You can help your recognition symbols go viral by making them a part of the language of the workplace.
It comes back to the imagery and stories where the symbol is used. They need to be inspirational and emotional as well as having a strong and positive human-interest.
Connect the recognition symbol in photos of your employees who receive recognition aligned with your branding symbols.
Names, graphics and memes of your chosen symbol must be easy to use and say and easy to share and pass around. Make sure you have some graphic guidelines for their use and then given them out there for people to use.
An award also symbolizes the fact that many other people want to recognize an employee for their efforts and contributions. The symbol takes on the light and strength of the people they work with.
For an award symbol to go viral you have to create a lot of hoopla and pizzazz in your celebration events to make the imagery important to people. Think about Emmy Awards®, Oscars® awards or the Olympic rings and their accompanying medals.
The only reason these awards have a place of honor in people’s homes or offices is because of the total award experience and not just the award itself.
It conjures up the respect and value of colleagues and leaders. It is the memory of family, friends and significant others who were present when the award was given.
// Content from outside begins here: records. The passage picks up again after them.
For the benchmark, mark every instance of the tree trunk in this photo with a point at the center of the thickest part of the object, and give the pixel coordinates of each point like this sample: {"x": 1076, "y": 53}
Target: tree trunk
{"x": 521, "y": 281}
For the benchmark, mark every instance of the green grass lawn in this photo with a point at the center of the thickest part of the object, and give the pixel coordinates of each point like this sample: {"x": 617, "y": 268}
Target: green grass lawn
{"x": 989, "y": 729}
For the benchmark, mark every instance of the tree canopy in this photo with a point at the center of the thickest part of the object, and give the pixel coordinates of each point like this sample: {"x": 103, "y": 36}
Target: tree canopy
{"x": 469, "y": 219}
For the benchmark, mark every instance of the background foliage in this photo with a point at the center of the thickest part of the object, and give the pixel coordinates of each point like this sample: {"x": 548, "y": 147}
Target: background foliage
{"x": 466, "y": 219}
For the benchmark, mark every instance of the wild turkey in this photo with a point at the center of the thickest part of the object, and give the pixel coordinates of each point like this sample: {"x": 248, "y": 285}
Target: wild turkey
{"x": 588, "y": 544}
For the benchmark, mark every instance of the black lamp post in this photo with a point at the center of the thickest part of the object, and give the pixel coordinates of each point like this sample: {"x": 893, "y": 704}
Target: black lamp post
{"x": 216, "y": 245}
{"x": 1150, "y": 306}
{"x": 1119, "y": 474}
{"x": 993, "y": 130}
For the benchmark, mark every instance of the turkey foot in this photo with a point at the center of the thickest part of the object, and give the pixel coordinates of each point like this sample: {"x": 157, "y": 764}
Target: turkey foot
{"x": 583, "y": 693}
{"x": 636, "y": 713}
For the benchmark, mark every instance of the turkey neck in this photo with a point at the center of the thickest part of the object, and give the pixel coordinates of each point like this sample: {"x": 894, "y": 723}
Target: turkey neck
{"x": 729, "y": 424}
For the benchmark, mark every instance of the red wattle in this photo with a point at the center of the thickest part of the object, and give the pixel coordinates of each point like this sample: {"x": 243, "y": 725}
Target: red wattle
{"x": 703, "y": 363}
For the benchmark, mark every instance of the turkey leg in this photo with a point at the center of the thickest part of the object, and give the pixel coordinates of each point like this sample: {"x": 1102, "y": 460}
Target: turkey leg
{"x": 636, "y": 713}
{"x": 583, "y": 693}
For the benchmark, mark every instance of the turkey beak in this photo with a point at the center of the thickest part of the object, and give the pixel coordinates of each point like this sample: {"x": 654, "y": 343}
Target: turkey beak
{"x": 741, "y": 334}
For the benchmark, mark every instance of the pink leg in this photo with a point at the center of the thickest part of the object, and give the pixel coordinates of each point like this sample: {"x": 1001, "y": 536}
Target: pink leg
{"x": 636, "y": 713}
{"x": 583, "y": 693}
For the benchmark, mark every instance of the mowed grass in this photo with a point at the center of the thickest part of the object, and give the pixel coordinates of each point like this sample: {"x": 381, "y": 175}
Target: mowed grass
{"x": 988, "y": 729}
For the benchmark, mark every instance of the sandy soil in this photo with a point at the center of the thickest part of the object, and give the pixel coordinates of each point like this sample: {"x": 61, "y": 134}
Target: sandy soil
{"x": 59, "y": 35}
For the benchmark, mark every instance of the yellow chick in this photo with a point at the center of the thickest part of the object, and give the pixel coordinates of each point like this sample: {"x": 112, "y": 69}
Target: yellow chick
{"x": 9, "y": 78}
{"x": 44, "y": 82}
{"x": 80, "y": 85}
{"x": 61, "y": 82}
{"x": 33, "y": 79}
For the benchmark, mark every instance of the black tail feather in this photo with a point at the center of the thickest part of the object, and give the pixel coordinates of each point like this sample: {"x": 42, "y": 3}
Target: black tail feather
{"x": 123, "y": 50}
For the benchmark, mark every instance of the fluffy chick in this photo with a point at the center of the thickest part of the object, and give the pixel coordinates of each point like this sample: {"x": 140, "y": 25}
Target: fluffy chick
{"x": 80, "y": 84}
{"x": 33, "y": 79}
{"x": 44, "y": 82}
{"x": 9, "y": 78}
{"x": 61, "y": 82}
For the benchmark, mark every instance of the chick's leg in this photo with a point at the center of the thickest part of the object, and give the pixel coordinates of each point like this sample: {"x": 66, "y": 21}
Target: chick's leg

So, what planning steps and processes are in place to make your award symbol central to your celebration events? How are you giving life to your recognition symbols so they can go viral?
Symbols are part of the collective mindset of an organization. There is often duality of meaning in the symbols you use so define them well.
Make sure your recognition symbols are clear, meaningful and kept alive with the stories of all your appreciation, recognition and celebrations.
Question: How have you made your award and recognition symbols an important part of your recognition strategy?